Losses continue to mount at Dublin Liberties Distillery

Accumulated losses rise to €5.4m for company which opened a distillery in 2019

Darryl McNally, consultant distiller at the Dublin Liberties Distillery

Darryl McNally, consultant distiller at the Dublin Liberties Distillery


Dublin Liberties Distillery, whose whiskey brands include the Dubliner, reported a rise in losses last year.

The distillery reported a €1.17 million loss for the 12 months to the end of March 2020 to bring accumulated losses to €5.4 million.

The company, which has also guaranteed the liabilities of its immediate parent – Quintessential Brands Ireland Whiskey Limited – also had €14.9 million in outstanding loans to Wells Fargo Capital Finance.

The distillery is controlled by Quintessential, a company that sells a raft of drinks including gin, whiskey and Irish cream liquors. One-time investment banker Warren Scott and former Campari chief executive Enzo Vizone founded Quintessential in 2011.

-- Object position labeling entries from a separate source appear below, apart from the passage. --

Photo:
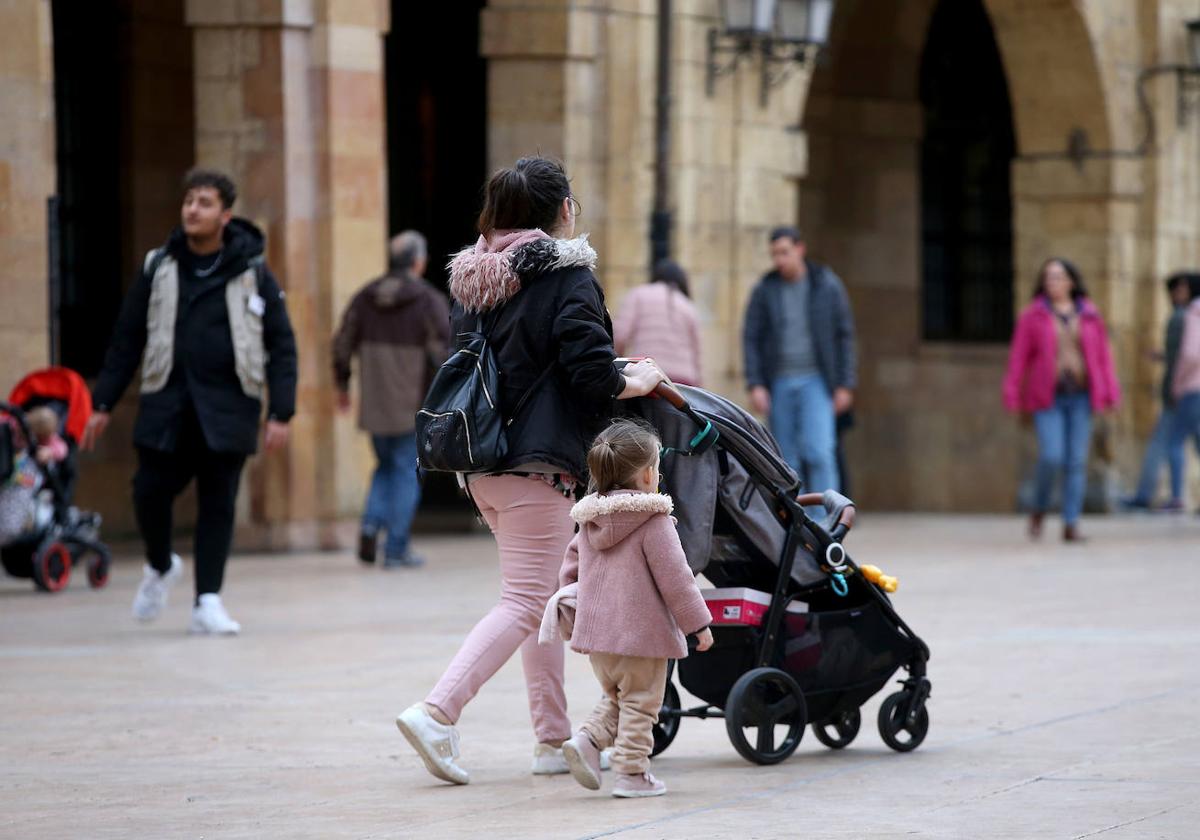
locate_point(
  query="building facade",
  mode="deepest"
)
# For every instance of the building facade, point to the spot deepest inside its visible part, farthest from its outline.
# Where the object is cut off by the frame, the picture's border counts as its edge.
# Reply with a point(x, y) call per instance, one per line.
point(935, 155)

London-listed Stock Spirits, active mainly in the eastern European market, took a 25 per cent stake in the distillery in 2017 in exchange for an €18 million investment.

Dublin Liberties Distillery opened a distillery and visitor experience on Mill Street in 2019. It said that despite the coronavirus pandemic, that sales rose 21 per cent over the year to the end of March 2021 with just under 900,000 bottles sold during the 12 months.

The total number of bottles sold by the distillery since it launched in 2017 now totals more than 2.5 million, it said.

Volume growth of 69 per cent and 51 per cent was achieved in Germany and Ukraine respectively last year while over 350,000 bottles were sold in the US.

Domestic sales also performed positively, with year-on-year growth of 44 per cent. Both Dubliner and Dublin Liberties Distillery whiskies were listed in Tesco supermarkets for the first time during the year, while sales at both Dunnes Stores and SuperValu grew by over 50 per cent.